How is the role of a concussion substitute different?

A Sheffield Shield match held on 25th November 2014 witnessed an unfortunate event, that shook the world of cricket. At the Sydney Cricket Ground, Philip Hughes was unbeaten at 63. On the 161st ball of his innings, Hughes was struck on the neck behind the head due to a miscued error. The incident proved to be fatal, as the impact caused his vertebral artery to split open, leading to a subarachnoid haemorrhage. Hughes never regained consciousness and passed away three days later.

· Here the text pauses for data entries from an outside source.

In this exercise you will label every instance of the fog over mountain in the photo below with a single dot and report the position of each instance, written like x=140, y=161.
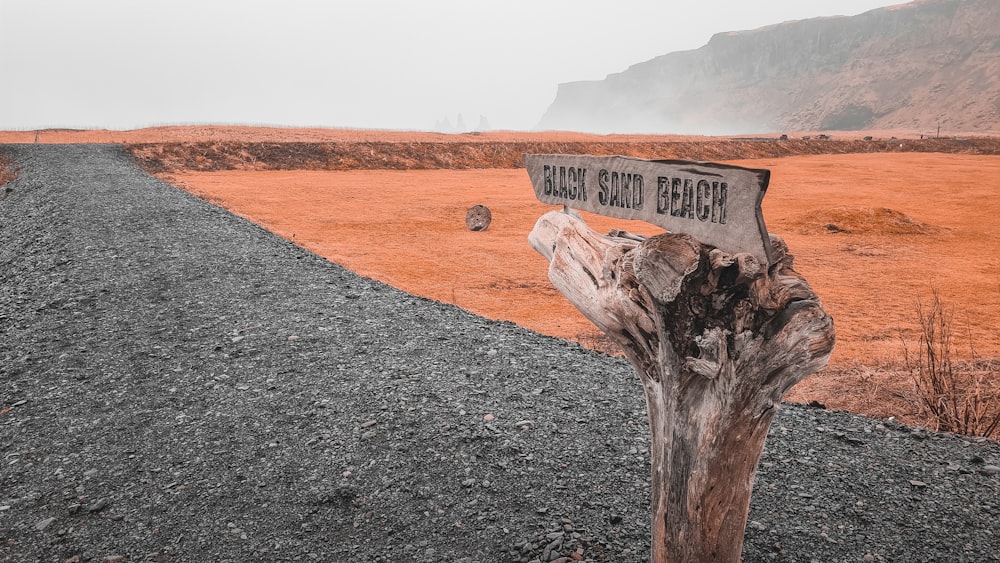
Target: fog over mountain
x=914, y=66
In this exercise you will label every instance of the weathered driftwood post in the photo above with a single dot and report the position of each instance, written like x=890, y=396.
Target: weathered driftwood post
x=719, y=326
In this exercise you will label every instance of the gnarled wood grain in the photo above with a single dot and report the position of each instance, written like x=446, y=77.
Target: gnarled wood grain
x=717, y=340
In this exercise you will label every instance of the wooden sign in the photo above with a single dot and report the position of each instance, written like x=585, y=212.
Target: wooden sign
x=716, y=203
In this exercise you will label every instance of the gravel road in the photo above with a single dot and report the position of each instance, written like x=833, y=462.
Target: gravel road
x=179, y=384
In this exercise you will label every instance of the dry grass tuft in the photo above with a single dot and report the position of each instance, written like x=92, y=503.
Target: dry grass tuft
x=7, y=171
x=863, y=220
x=959, y=397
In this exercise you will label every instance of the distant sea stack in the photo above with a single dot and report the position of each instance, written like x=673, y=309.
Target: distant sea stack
x=914, y=66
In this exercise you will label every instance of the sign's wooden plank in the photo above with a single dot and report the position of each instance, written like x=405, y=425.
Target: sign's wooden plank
x=716, y=203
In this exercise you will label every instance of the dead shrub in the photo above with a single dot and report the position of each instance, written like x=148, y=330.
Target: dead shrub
x=7, y=171
x=957, y=397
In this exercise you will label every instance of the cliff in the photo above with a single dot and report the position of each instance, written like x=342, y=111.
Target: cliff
x=912, y=66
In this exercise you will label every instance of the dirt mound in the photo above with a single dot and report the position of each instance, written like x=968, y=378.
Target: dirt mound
x=487, y=152
x=861, y=220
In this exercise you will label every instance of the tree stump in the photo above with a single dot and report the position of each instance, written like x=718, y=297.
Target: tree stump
x=478, y=218
x=717, y=341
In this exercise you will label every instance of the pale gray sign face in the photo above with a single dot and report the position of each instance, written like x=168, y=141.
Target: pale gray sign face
x=716, y=203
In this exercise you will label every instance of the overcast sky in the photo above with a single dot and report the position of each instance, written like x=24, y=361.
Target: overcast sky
x=380, y=64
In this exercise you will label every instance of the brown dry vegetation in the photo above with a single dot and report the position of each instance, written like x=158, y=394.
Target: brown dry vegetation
x=876, y=226
x=7, y=171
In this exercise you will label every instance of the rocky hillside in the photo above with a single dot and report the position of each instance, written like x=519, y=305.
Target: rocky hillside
x=914, y=66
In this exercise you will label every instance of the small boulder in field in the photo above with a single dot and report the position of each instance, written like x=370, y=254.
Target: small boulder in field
x=478, y=218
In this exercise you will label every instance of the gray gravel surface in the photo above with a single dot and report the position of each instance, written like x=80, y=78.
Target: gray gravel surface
x=181, y=385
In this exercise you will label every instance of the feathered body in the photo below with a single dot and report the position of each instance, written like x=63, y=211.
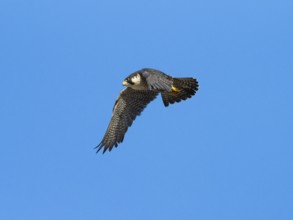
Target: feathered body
x=143, y=86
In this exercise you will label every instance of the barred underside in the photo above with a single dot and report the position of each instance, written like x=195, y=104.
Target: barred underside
x=130, y=103
x=183, y=88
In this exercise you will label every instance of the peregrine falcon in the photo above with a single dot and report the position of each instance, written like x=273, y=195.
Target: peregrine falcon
x=142, y=87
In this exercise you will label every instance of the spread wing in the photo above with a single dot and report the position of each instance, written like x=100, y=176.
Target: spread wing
x=157, y=79
x=129, y=104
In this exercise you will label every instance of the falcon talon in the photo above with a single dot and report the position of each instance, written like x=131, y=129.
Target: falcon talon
x=142, y=87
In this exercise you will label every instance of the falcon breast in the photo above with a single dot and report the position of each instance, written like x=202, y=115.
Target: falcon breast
x=142, y=87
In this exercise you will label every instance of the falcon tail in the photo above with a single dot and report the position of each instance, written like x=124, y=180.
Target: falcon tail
x=182, y=89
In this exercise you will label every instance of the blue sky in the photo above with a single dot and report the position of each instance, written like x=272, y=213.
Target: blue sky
x=224, y=154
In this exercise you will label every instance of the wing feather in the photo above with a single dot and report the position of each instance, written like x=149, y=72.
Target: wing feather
x=129, y=104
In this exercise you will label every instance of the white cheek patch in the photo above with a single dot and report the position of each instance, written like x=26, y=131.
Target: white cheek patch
x=136, y=79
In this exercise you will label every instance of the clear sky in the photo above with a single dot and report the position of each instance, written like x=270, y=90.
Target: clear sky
x=227, y=153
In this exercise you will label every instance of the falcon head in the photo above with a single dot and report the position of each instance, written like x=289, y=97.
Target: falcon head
x=132, y=80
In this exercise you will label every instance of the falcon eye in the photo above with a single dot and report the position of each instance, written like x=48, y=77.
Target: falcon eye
x=130, y=81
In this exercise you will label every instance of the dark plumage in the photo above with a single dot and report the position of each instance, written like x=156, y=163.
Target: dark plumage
x=143, y=86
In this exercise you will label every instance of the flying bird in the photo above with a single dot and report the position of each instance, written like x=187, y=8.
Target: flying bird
x=142, y=87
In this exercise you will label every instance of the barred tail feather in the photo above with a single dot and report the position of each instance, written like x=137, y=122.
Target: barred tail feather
x=182, y=89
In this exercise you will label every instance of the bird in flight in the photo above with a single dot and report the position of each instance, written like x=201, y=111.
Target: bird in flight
x=142, y=87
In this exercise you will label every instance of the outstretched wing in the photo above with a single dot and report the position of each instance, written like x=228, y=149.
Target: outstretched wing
x=157, y=80
x=129, y=104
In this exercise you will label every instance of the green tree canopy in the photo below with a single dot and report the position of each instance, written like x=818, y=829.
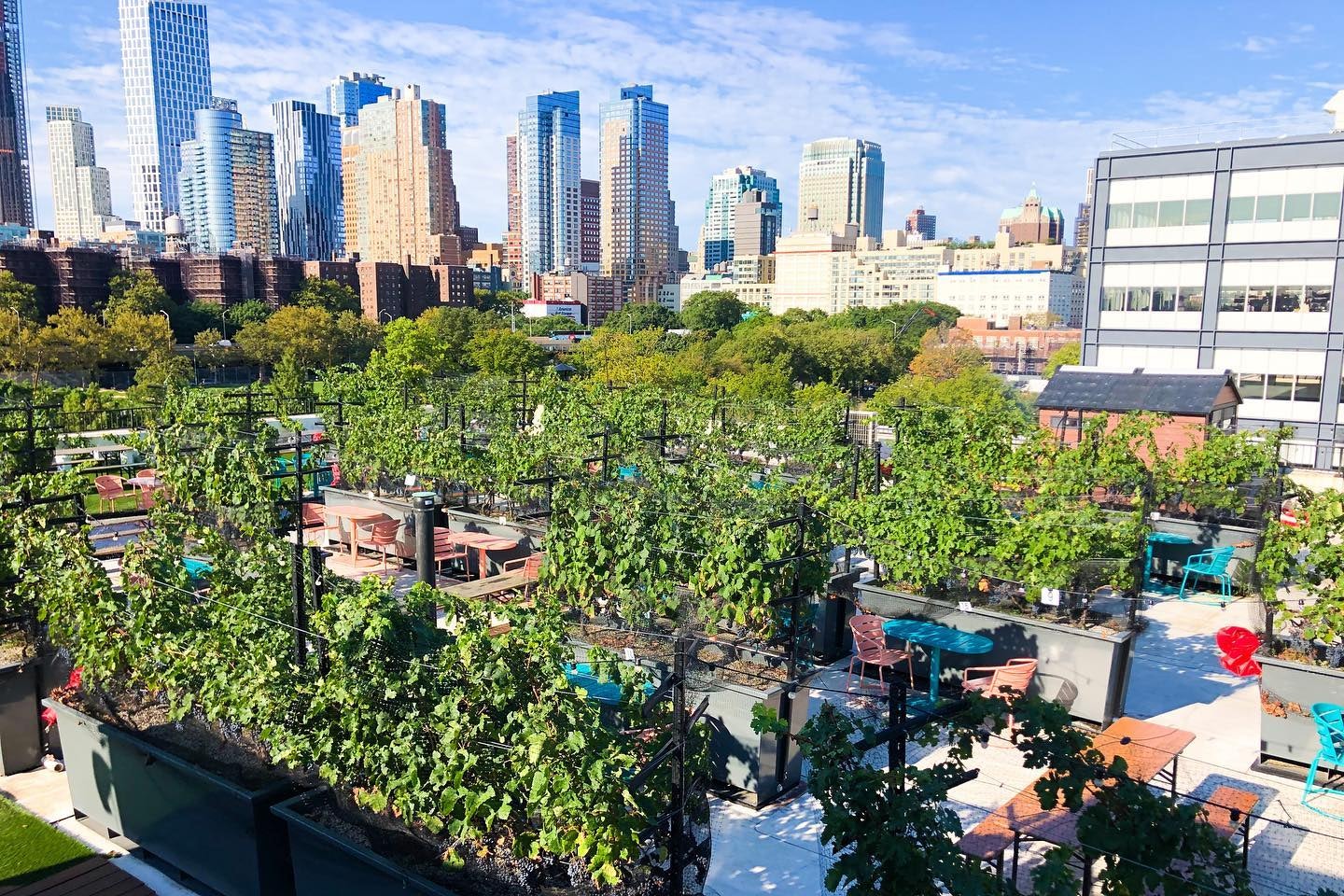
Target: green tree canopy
x=18, y=297
x=712, y=311
x=137, y=292
x=327, y=294
x=498, y=351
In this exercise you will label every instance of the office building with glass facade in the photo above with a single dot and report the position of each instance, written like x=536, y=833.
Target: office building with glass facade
x=308, y=182
x=229, y=184
x=840, y=182
x=15, y=179
x=550, y=208
x=636, y=214
x=1227, y=257
x=350, y=93
x=165, y=74
x=724, y=192
x=79, y=189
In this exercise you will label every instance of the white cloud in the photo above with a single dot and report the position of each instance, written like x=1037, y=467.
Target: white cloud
x=751, y=93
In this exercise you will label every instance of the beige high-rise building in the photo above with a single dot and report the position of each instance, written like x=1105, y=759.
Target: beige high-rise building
x=79, y=189
x=400, y=202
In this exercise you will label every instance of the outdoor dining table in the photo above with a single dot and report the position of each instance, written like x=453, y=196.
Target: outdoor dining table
x=357, y=516
x=935, y=638
x=483, y=541
x=1160, y=538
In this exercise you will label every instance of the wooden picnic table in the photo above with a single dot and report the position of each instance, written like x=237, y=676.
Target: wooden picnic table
x=355, y=514
x=483, y=541
x=1149, y=751
x=491, y=586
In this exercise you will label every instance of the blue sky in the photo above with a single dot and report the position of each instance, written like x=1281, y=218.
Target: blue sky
x=972, y=103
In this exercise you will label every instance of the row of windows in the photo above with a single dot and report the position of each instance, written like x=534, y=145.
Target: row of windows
x=1283, y=207
x=1274, y=299
x=1279, y=387
x=1170, y=213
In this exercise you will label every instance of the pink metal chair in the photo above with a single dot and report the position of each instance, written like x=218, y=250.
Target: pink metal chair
x=109, y=489
x=1015, y=675
x=870, y=649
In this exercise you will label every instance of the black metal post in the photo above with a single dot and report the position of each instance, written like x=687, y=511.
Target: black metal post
x=679, y=733
x=424, y=504
x=297, y=560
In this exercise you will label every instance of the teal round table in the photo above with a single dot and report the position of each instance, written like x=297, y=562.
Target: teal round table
x=935, y=638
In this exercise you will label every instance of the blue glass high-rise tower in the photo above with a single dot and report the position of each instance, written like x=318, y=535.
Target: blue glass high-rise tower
x=636, y=203
x=350, y=93
x=724, y=192
x=229, y=184
x=550, y=208
x=308, y=182
x=165, y=73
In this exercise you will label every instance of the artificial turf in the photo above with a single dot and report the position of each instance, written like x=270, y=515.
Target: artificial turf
x=31, y=849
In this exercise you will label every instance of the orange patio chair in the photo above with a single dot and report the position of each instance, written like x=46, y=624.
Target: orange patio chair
x=870, y=649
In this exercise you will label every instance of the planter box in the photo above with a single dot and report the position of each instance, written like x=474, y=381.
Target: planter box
x=1086, y=670
x=1292, y=688
x=21, y=731
x=211, y=829
x=760, y=766
x=329, y=864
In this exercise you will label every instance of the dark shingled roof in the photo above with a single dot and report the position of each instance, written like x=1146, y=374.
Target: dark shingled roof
x=1111, y=391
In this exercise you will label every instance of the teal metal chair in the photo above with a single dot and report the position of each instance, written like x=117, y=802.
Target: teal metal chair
x=1211, y=565
x=1329, y=725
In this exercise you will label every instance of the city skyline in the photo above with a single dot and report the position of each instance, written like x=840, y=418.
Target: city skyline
x=867, y=76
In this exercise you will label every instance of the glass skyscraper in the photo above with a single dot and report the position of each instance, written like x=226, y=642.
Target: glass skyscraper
x=724, y=192
x=165, y=73
x=350, y=93
x=840, y=182
x=308, y=182
x=15, y=184
x=229, y=184
x=636, y=216
x=550, y=210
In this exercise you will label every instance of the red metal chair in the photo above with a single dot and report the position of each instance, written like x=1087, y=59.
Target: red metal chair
x=1238, y=647
x=109, y=489
x=384, y=538
x=870, y=649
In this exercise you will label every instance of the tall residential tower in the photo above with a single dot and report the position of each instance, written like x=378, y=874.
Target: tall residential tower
x=840, y=182
x=79, y=189
x=308, y=182
x=15, y=183
x=636, y=217
x=229, y=184
x=400, y=202
x=549, y=184
x=165, y=73
x=726, y=191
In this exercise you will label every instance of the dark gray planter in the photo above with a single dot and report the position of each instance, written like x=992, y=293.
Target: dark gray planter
x=211, y=829
x=758, y=766
x=329, y=864
x=1087, y=670
x=21, y=730
x=1292, y=688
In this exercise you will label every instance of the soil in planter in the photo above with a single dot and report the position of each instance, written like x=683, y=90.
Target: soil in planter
x=422, y=853
x=234, y=757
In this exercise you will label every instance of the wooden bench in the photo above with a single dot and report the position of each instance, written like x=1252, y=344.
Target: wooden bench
x=988, y=841
x=1228, y=810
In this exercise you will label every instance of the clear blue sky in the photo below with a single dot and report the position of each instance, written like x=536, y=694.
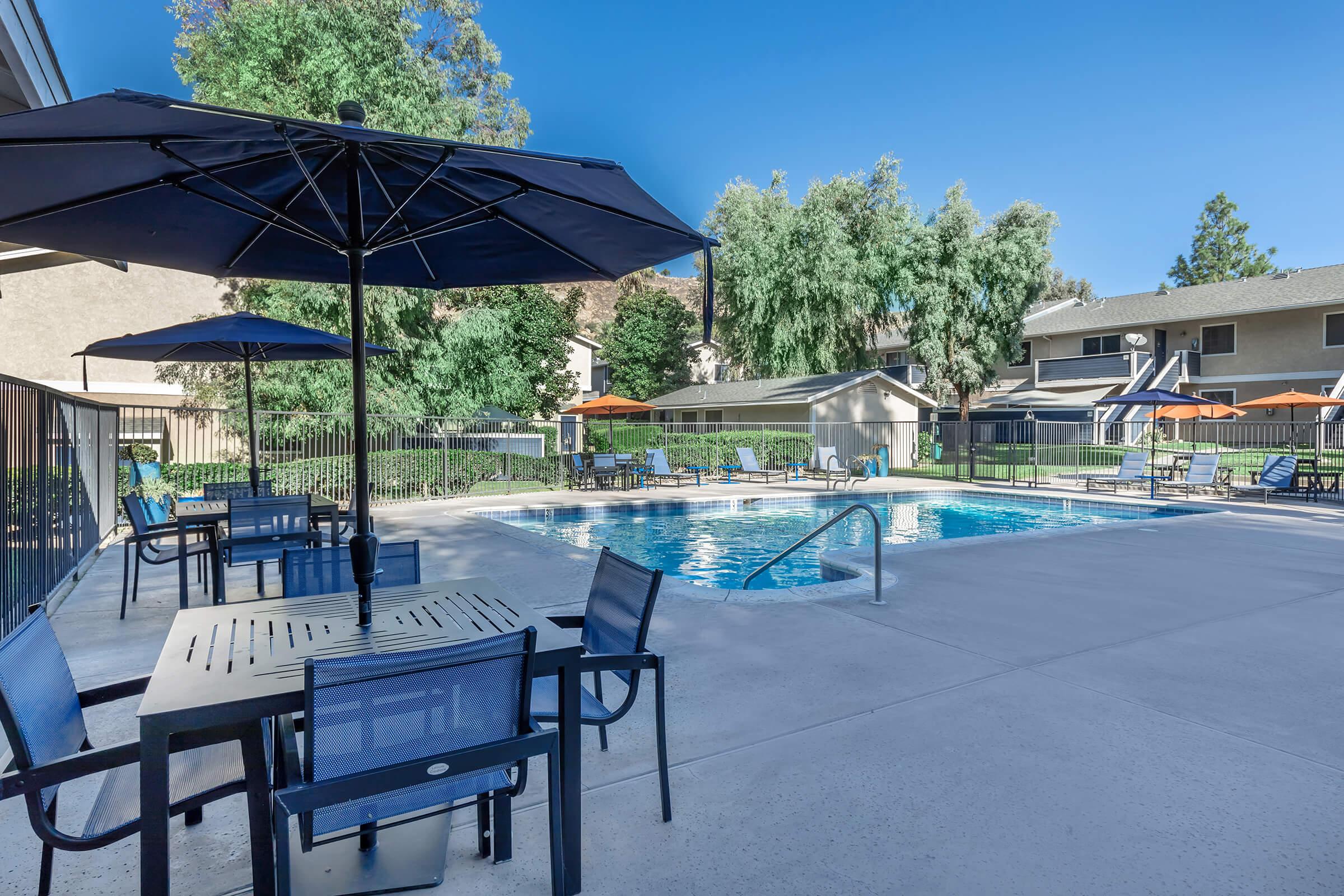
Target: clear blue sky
x=1123, y=120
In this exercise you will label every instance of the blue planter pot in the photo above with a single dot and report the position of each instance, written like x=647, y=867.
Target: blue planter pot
x=156, y=511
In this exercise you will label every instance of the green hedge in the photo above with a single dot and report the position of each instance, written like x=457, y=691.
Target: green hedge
x=773, y=448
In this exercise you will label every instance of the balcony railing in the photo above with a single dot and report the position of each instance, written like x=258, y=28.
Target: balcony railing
x=1114, y=366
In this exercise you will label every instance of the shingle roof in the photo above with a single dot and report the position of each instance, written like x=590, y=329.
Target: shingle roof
x=1308, y=287
x=790, y=390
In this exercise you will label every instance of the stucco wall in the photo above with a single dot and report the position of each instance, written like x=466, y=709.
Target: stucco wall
x=53, y=312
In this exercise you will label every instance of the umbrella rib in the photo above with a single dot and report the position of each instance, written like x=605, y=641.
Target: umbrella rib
x=319, y=240
x=124, y=191
x=223, y=183
x=261, y=231
x=312, y=182
x=397, y=213
x=508, y=220
x=378, y=182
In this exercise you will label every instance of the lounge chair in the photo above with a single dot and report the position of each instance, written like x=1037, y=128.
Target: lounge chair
x=825, y=463
x=746, y=457
x=1131, y=472
x=1278, y=474
x=656, y=460
x=1202, y=474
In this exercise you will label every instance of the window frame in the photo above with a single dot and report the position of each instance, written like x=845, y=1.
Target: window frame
x=1326, y=327
x=1203, y=343
x=1101, y=344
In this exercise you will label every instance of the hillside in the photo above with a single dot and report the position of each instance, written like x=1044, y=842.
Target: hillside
x=600, y=298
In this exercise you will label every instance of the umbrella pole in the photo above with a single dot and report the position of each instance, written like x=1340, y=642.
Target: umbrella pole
x=363, y=544
x=253, y=472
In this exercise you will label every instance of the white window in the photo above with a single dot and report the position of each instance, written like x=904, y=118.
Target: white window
x=1220, y=339
x=1335, y=331
x=1103, y=344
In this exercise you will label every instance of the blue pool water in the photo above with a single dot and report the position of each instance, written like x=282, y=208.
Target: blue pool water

The incident caused ripples across the cricket fraternity, with many players calling out for better protective equipment. Modifications have been made in the helmet and a few additional rules were introduced. One such rule is the concussion substitute.

According to the International Cricket Council’s law, if a player is struck on the head or neck, then he or she must mandatorily undergo a concussion test that is done by the team’s medical representative. If the medical representative suspects a concussion or diagnoses a concussion, then that player will be replaced by another player who can also bat, bowl and field. However, the player who has been replaced can no longer be a part of the game.

Unlike normal substitutes, the concussion substitute can bat, bowl and field. Hence, the substitution made must be a like-for-like substitution. This means that if the concussed player is a bowler, then only a bowler can replace the player and not a batter.

Off the field, the team’s management must submit a concussion replacement report to the match referees within 36 hours. Moreover, the decision over whether the concussed substitute is a like-for-like replacement is entirely relied on the match referee and no appeals are allowed.
The performance of the concussion substitute and the player replaced continues to be a part of their statistical records.